Escrito por: Flávia Bittar Brito Arantes em 13 de junho de 2024

5 min de leitura

O quê? 

O estudo ANNEXA-1 (Andexanet for Factor Xa Inhibitor–Associated Acute Intracerebral Hemorrhage) foi um ensaio clínico randomizado, prospectivo, multicêntrico, aberto, ( porém com adjudicação cega de eventos), que avaliou o efeito do andexanet alfa, um agente de reversão dos inibidores do fator Xa, na expansão do volume do hematoma em pacientes com hemorragia intracerebral, comparado ao tratamento usual. 

 

Por quê? 

Os anticoagulantes orais diretos, especialmente os inibidores do fator Xa (como apixabana, edoxabana e rivaroxaban) são amplamente utilizados para prevenção de eventos trombóticos na fibrilação atrial (FA), em virtude de sua maior segurança e comodidade de uso em relação à varfarina. No entanto, a hemorragia intracerebral aguda é uma das possíveis consequências de seu uso e está associado a alta morbidade e mortalidade. 

O Andexanet alfa é uma forma inativa recombinante modificada do fator humano Xa, que se liga e sequestra moléculas inibidoras do fator Xa, reduzindo rapidamente a atividade do anti-fator Xa e restaurando a geração de trombina. Considerando que a hemorragia intracerebral em contexto do uso de anticoagulação oral está associada a um mau prognóstico e que a expansão do hematoma é um preditor de resultados ruins, o presente estudo avaliou se a rápida reversão da anticoagulação com o andexanet alfa, comparado ao tratamento usual, poderia reduzir o risco de expansão do hematoma.  

 

Como? 

O estudo incluiu pacientes com hemorragia cerebral aguda (excluindo hematoma subdural ou hemorragia subaracnóidea após emenda), que haviam feito uso de uma última dose de qualquer anticoagulante anti-Xa nas últimas 15 horas, com volume estimado de hematoma entre 0,5 e 60 ml e pontuação máxima no National Institute of Health Stroke Scale (NIHSS) de 35. Outra emenda ao protocolo alterou o critério de elegibilidade para o tempo desde o início dos sintomas hemorrágicos até o exame de imagem de base de 12 horas ou menos para 6 horas ou menos.
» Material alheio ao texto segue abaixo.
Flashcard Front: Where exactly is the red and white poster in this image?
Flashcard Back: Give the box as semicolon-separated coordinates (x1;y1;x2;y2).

Os pacientes não eram elegíveis em caso de escala de coma de Glasgow < 7 no momento do consentimento, se houvesse cirurgia planejada dentro de 12 horas após a entrada no estudo, ou se eles tivessem um evento trombótico dentro nas últimas 2 semanas. 

O tratamento do estudo incluiu um bolus de andexanet alfa de alta dose ou de baixa dose ao longo de 15 a 30 minutos seguido por uma infusão contínua ao longo de 2 horas versus cuidados usuais (a critério médico, excluindo o andexanet e podendo incluir concentrado de complexo de protrombínico [CCP]). 

O desfecho primário de eficácia foi a hemostasia efetiva em 12 horas, considerando todos os 3 critérios: 1) expansão do volume do hematoma <35%; 2) aumento do NIHSS <7; e 3) ausência de necessidade de terapias de resgate entre 3 a 12 horas após a randomização. O desfecho secundário foi a redução na atividade anti-fator Xa, desde o valor basal até ao nadir de 2 horas. Análises post hoc avaliaram a escala de Rankin modificada (mRS) aos 30 dias. Os desfechos de segurança incluíram eventos tromboembólicos ou morte em 30 dias. 

 

Estrutura PICOT  

Population: Hemorragia intracraniana  

Intervention:  Andexanet alfa 

Control:  tratamento usual, incluindo CCPs 

Outcome hemostasia efetiva  

Time 12 horas 

 

E aí? 

Um total de 263 pacientes foram randomizados para receber andexanet alfa e 267 foram randomizados para receber cuidados habituais. Algumas características basais relevantes da população foram diferentes nos dois grupos, tais como o maior número de pacientes com FA no grupo andexanet comparado ao tratamento usual (90,2% vs 84,2%), além de trauma precendendo a hemorragia (11,6% vs 14,5%, respectivamente), entre outros. Os pacientes em geral tinham idade média de 78,9 anos; em torno de 21% tinham acidente vascular cerebral (AVC) prévio e o anti-Xa mais comumente usado foi a apixabana (60,8%).  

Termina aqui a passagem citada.